世界各国での半導体サプライチェーンを構築するというトレンドに対して、台湾経済研究院責任者の劉佩真氏は「半導体不足の現況を鑑みると、最先端技術の応用や現地化によるサプライチェーン強化がいかに重要かわかる。さらに、昨今の米中摩擦においても、半導体が産業戦略としての地位を確立した」と述べた。

劉佩真氏によると「今回の台日提携は強いメッセージ性を持っている。台湾の半導体産業で自給率が低い分野、特に電子ガス、高純度化学試薬、フォトレジスト、 研摩パッドなど、これらの原材料はまさに日本の強みでもある。台日提携を結ぶことで、台湾の競争力に悪影響を与えることなく、お互いの産業をバランスさせ、ウインウイン(Win-Win)の関係を構築できる」という。
日台合弁で設立する半導体ファウンドリ工場は10年前の技術
現在、TSMCが主に生産している製品は、5〜7ナノメートルの高度製造プロセスを採用している。5ナノメートルプロセスは、主にiPhoneやMacBookに搭載されているアップルチップに使用されており、最新のM1やA15 Bionicも5ナノメートルプロセスを採用している。一方、7ナノメートルプロセスは、PlayStation 5やXbox Series Xに搭載されていることで知られている。
TSMCは、2ナノメートル半導体を2025年に量産し、3ナノメートル半導体は2022年第2四半期に量産すると表明している。2〜3ナノメートルプロセスに対し、22〜28ナノメートルプロセスは、10年前にパソコンに使用された技術だ。では、なぜ日本政府は、数千億円をTSMCとソニーに提供し、「時代遅れ」のファウンドリ工場を建設させようとするのか。
その理由は、高度先端プロセス(2〜3ナノメートル)の建設コストを負担できる会社は数少ないからである。難易度の高い技術のため、その投資の敷居も高い。米国を例にとると、半導体の主導権を取り戻すため、政府はインテル(intel)に数百億ドルを助成している。しかし、世間では批判的な声があり、工場建設のための努力が無駄になるのではないか。
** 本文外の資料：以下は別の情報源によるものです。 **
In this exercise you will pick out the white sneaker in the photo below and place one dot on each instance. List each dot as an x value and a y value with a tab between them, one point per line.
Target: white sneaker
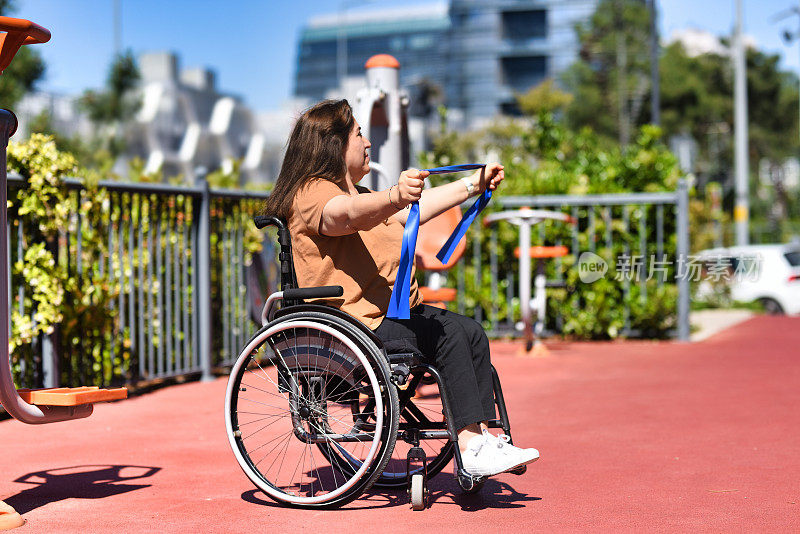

また長期的な損失を引き起こすのではないかなど、心配の声も相次いでいる。

ソーニーセミコンダクタソリューションズ代表取締役の清水照士氏は今年6月、TSMCに古いプロセスの半導体の増産を依頼するのであれば、自社の生産に頼るほうがよいとした上で、半導体の不足が深刻な状況下においては、国の補助が得られる方法なども採用し、コスト競争力を生み出す必要があると語っている。